Marquez mit Problemen beim ersten Versuch

Teamkollege Marquez war erneut schneller. "Im vierten Training fühlte ich mich bereits gut. Auch im Qualifying fühlte ich mich gut, aber mit dem ersten Reifensatz hatte ich ein kleines Problem", berichtet der Weltmeister. "Im zweiten Versuch war aber dann alles gut und wir bekamen eine wirklich gute Runde hin. Das ist das Wichtigste, aber morgen sollte ich auch einen guten Rhythmus haben, also bin ich sehr glücklich und sehr zuversichtlich für das Rennen."

Lokalhero Stefan Bradl komplettiert am Sonntag die erste Startreihe mit seiner LCR-Honda und bestätigte damit, dass der Sachsenring der RC213V liegt. "Bis jetzt war es ein großartiges Wochenende für mich", bemerkt der Deutsche. "Ich hoffe, dass wir auch einen guten Sonntag haben werden. Auf dieser Strecke ist eine gute Startposition sehr wichtig. Es ist sehr eng und das Überholen ist sehr schwierig."

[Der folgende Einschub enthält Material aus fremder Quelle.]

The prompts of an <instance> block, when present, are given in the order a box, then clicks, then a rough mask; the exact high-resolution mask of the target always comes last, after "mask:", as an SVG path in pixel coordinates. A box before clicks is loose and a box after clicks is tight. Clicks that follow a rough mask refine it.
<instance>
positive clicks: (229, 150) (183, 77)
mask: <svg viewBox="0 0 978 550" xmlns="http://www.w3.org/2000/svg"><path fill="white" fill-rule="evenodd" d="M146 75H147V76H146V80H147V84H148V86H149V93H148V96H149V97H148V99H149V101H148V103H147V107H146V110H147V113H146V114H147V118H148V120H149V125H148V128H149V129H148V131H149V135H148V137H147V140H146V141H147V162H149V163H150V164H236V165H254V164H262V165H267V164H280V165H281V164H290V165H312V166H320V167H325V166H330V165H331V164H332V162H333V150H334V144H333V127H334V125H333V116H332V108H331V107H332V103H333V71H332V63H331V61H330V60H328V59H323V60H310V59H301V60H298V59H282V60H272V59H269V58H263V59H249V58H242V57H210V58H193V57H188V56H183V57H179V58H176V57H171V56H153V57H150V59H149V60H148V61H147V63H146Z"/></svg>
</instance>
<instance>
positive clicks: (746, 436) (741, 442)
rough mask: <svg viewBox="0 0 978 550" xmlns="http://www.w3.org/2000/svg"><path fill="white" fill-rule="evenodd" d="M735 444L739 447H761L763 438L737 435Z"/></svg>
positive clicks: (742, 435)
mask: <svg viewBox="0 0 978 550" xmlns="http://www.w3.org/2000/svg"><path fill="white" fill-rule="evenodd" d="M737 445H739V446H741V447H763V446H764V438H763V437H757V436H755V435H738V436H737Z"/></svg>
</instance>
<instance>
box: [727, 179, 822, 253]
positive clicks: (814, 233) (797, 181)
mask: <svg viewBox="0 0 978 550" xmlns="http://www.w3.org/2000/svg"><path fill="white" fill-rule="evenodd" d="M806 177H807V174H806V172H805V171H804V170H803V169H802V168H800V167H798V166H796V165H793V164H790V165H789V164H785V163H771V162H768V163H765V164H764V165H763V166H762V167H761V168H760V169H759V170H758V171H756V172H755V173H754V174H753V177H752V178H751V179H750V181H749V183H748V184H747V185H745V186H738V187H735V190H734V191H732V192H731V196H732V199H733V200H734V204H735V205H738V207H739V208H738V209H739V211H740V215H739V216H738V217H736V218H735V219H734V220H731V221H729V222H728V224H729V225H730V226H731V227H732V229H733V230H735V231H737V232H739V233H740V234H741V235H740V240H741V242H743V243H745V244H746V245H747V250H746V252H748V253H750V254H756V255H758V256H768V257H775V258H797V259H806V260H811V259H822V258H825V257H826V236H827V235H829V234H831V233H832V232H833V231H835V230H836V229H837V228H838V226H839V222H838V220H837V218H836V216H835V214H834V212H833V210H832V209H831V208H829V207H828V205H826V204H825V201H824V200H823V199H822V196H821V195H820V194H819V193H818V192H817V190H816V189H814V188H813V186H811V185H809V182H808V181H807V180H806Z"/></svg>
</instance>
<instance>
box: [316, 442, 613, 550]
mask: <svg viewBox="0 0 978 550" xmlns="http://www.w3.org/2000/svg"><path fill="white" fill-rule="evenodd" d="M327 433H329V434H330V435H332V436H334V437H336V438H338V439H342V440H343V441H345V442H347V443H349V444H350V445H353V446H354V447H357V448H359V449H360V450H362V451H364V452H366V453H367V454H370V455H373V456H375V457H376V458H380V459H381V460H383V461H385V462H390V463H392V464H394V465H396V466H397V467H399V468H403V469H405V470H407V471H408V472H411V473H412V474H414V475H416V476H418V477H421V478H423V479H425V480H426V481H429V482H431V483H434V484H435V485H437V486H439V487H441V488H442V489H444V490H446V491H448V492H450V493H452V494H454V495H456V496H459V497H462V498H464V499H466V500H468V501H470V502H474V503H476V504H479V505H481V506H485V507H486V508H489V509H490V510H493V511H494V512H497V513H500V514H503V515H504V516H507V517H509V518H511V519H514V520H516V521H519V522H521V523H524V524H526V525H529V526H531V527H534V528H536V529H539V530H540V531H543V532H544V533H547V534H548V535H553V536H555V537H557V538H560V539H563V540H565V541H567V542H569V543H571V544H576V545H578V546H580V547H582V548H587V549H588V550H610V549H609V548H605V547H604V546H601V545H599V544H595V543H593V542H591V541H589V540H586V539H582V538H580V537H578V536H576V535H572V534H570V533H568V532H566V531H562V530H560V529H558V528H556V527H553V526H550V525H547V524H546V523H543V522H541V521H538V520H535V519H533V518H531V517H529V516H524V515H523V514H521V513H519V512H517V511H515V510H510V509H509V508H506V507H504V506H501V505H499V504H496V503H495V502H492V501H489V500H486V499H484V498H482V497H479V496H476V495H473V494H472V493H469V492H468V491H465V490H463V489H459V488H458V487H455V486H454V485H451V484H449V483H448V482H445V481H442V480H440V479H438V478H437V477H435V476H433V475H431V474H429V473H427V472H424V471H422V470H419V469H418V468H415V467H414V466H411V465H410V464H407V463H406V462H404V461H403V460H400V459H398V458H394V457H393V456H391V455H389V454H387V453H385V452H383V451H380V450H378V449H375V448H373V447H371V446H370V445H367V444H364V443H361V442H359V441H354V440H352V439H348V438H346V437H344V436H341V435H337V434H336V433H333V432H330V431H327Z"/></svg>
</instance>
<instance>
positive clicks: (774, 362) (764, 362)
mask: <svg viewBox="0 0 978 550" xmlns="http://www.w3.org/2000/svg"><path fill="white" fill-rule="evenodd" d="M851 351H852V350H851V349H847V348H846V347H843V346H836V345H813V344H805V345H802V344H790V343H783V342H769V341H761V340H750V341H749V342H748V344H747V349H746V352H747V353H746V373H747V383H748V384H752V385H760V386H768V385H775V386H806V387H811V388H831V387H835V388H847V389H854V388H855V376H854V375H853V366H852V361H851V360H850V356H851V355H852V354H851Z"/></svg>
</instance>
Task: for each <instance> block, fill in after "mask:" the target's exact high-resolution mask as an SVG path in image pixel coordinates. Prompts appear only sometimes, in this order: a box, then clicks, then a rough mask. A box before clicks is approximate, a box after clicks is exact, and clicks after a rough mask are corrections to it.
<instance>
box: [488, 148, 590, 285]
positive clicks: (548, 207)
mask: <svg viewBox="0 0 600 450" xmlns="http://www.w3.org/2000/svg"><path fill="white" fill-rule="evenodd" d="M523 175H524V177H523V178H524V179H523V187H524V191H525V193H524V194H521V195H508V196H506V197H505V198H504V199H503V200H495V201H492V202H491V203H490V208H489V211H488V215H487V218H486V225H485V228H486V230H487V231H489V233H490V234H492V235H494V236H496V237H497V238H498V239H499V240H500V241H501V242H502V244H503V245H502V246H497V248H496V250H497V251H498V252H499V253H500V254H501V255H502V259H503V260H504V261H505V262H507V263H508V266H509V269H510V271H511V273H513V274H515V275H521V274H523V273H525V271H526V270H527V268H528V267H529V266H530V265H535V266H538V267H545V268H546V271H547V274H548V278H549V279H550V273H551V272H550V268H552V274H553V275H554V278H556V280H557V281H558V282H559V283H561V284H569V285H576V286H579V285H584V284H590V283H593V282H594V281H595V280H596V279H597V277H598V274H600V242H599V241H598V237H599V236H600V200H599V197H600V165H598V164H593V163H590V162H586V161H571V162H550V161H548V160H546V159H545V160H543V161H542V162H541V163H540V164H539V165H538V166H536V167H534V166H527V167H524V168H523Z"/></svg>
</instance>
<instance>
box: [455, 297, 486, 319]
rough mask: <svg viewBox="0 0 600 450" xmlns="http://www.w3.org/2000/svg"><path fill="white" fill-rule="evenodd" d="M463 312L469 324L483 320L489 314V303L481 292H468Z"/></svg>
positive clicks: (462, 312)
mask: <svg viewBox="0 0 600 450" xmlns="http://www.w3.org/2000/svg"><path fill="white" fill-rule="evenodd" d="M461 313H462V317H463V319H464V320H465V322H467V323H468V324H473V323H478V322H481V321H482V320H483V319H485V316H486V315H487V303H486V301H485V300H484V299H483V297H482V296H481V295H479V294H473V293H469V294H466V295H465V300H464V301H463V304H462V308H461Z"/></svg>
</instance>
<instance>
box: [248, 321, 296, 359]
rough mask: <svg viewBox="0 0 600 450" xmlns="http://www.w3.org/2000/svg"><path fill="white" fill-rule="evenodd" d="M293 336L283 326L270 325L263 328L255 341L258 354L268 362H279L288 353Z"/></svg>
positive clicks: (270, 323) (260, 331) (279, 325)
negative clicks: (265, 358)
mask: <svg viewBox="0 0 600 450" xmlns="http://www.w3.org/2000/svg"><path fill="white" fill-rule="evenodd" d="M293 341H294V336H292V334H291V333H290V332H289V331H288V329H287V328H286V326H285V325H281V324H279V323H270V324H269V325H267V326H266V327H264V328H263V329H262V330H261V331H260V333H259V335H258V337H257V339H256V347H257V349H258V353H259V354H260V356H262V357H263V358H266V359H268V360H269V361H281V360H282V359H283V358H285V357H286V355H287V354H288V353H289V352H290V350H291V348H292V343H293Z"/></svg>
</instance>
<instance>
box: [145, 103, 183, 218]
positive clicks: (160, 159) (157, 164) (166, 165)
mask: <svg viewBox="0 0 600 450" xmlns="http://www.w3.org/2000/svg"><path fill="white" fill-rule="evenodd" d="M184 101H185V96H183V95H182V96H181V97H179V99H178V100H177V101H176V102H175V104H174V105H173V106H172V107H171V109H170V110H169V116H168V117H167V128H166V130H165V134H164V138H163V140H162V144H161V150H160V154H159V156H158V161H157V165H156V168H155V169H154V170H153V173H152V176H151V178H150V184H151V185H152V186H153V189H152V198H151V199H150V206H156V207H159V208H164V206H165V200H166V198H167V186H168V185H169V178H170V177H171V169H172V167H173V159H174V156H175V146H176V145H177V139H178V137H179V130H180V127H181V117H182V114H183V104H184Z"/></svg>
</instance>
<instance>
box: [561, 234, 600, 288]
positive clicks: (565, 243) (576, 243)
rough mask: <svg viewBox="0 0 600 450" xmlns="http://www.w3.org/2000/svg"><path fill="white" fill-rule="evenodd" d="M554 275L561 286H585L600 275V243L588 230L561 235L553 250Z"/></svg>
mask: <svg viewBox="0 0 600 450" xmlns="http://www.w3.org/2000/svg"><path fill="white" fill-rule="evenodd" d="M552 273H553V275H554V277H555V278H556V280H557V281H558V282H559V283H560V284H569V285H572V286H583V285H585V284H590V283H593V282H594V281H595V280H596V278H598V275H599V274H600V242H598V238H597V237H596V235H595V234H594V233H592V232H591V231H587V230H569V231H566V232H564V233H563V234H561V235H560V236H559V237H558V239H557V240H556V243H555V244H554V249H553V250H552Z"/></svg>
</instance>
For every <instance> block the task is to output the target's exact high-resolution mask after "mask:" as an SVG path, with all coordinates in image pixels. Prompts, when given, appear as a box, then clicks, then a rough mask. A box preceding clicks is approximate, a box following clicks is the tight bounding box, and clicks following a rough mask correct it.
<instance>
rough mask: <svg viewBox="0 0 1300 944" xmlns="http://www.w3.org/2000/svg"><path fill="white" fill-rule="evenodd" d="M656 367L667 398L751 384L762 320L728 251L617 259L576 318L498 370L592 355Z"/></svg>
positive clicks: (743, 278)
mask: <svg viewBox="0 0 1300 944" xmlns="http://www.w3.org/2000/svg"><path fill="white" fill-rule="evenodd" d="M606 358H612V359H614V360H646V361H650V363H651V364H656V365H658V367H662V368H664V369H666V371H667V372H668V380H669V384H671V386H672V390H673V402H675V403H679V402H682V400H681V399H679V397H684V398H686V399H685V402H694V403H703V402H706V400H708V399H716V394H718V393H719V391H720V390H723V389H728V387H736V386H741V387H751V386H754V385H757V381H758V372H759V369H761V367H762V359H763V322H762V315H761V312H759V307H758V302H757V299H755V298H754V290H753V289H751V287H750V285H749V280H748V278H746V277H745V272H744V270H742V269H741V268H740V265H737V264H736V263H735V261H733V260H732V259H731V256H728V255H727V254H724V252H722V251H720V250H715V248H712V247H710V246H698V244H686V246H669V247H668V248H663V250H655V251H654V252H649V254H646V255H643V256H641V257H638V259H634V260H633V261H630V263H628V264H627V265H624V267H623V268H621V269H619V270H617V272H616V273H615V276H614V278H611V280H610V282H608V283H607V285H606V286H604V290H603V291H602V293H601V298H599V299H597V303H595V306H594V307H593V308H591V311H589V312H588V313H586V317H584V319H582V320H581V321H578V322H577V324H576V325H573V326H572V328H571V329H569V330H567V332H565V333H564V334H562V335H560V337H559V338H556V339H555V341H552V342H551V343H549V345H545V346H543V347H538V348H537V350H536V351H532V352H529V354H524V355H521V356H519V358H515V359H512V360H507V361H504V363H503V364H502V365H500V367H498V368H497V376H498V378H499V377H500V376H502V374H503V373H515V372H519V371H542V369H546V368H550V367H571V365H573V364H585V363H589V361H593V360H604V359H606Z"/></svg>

"Bis jetzt haben wir einen guten Job gemacht. Wir müssen das Wetter abwarten, aber wenn die Sonne scheint, dann wird es mit dem Vorderreifen schwierig. Das müssen wir im Auge behalten", warnt Bradl, der die Pole-Position um lediglich 0,403 Sekunden verpasste und sich knapp gegen Forward-Pilot Aleix Espargaro durchsetzten konnte. 36 Tausendstelsekunden fehlten dem führenden Open-Pilot zur ersten Reihe.

Yamaha mit Rückstand

Aleix Espargaro wird mit seiner Open-Yamaha neben den beiden Werks-Yamahas von Jorge Lorenzo und Valentino Rossi in den Deutschland-Grand-Prix starten. Lorenzo lag 0,571 Sekunden zurück, Teamkollege Rossi hatte mehr als sieben Zehntelsekunden Rückstand auf die Fabelzeit von Marquez. Der bisher letzte Yamaha-Sieg in Deutschland liegt bereits fünf Jahre zurück: 2009 gewann Rossi das Rennen am Sachsenring.

Pramac-Pilot Andrea Iannone war die positive Überraschung bei Ducati. Der Italiener wurde im Q2 Siebter und rettete die Ducati-Ehre. Der Rückstand betrug 0,742 Sekunden. Markenkollege Dovizioso war als Elfter deutlich langsamer: 1,183 Sekunden lag der Überraschungs-Zweite aus Assen zurück. "Dovi" konnte sich im Q2 lediglich Open-Honda-Pilot Hayden vom Leib halten.

Die beiden Tech-3-Yamaha-Piloten Pol Espargaro und Bradley Smith starten neben Iannone aus der dritten Reihe. Rookie Espargaro verdaute seinen Sturz aus dem Freien Training am Vormittag gut und verpasste die Bestzeit um 0,834 Sekunden. Teamkollege Smith stellte mit dem vierten Sturz des Wochenendes das Ersatzteilkontingent seiner Tech-3-Mannschaft und die Leidensfähigkeit seiner Mechaniker auf eine harte Probe. Im teaminternen Duell unterlag der Brite aber nur knapp: 23 Tausendstelsekunden trennten die beiden Satelliten-Yamahas. Gresini-Honda-Pilot Alvaro Bautista qualifizierte sich für Startplatz zehn und enttäuschte im Vergleich zu seinen Markenkollegen.